Extra: Transform Dramatic Text into Charcter-CSV

This script uses a data type, a method, and an operation that are all closely related to ones that we've seen. The dictionary resembles a list or a DataFrame. The string-method index sort of reverse engineers our slicing method where we had called up specific characters from a string by their index. The for-loop bears a close resemblence to the list comprehension, although it doesn't necessarily produce a list.

Try playing around with them to see what they do!



In [ ]:

    
# Read the text of Antigone from a file on your hard drive
antigone_text = open('antigone.txt', 'r').read()

# Create a list by splitting the string whereever a double line break occurs
antigone_list = antigone_text.split('\n\n')
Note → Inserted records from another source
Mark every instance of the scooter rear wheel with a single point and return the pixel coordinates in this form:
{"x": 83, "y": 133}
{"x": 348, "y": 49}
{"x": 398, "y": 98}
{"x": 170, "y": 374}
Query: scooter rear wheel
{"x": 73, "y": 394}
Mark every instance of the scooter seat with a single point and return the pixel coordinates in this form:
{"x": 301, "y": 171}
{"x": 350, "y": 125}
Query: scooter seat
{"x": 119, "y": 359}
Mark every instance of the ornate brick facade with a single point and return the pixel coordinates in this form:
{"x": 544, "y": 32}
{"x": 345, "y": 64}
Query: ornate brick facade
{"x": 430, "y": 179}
# Create a new, empty dictionary
dialogue_dict = {}

# Iterate through each of the play's lines
for line in antigone_list:
    
    # Find the first space in each line
    index_first_space = line.index(' ')
    
    # Slice the line, preceding the first space
    character_name = line[:index_first_space]
    
    # Check whether the character is in our dictionary yet
    if character_name not in dialogue_dict.keys():
        
        # If not, create a new entry whose value is a slice of the line *after* the first space
        dialogue_dict[character_name] = line[index_first_space:]
        
    else:
        
        # If so, add the slice of line to the existing value
        dialogue_dict[character_name] = dialogue_dict[character_name] + line[index_first_space:]
        
# Get ready!
import pandas

# Convert dictionary to DataFrame; instruct pandas that each dictionary entry is a row ('index')
dialogue_df = pandas.DataFrame.from_dict(dialogue_dict, orient='index')
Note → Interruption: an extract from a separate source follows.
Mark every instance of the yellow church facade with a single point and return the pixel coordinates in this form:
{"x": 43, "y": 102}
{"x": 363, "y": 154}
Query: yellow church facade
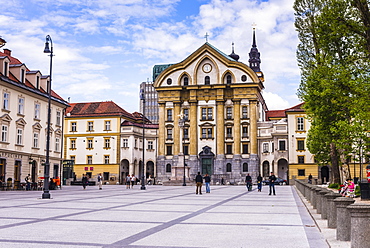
{"x": 217, "y": 101}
# Add label to spreadsheet column
dialogue_df.columns = ['DIALOGUE']

# Export as csv; save to hard drive
dialogue_df.to_csv('antigone_dialogue_new.csv')



In [ ]:

    
## EX. The text of Hamlet is also contained within the folder for this notebook ('hamlet.txt').
##     Perform Moretti's character space analysis on that play.

##     Note that the dialogue is formatted slightly differently in our copy of Hamlet than it
##     was in Antigone. This means that you will need to tweak the script above if you wish
##     to use it for Hamlet. In reality it is very often the case that a script has to be
##     tailored to different applications!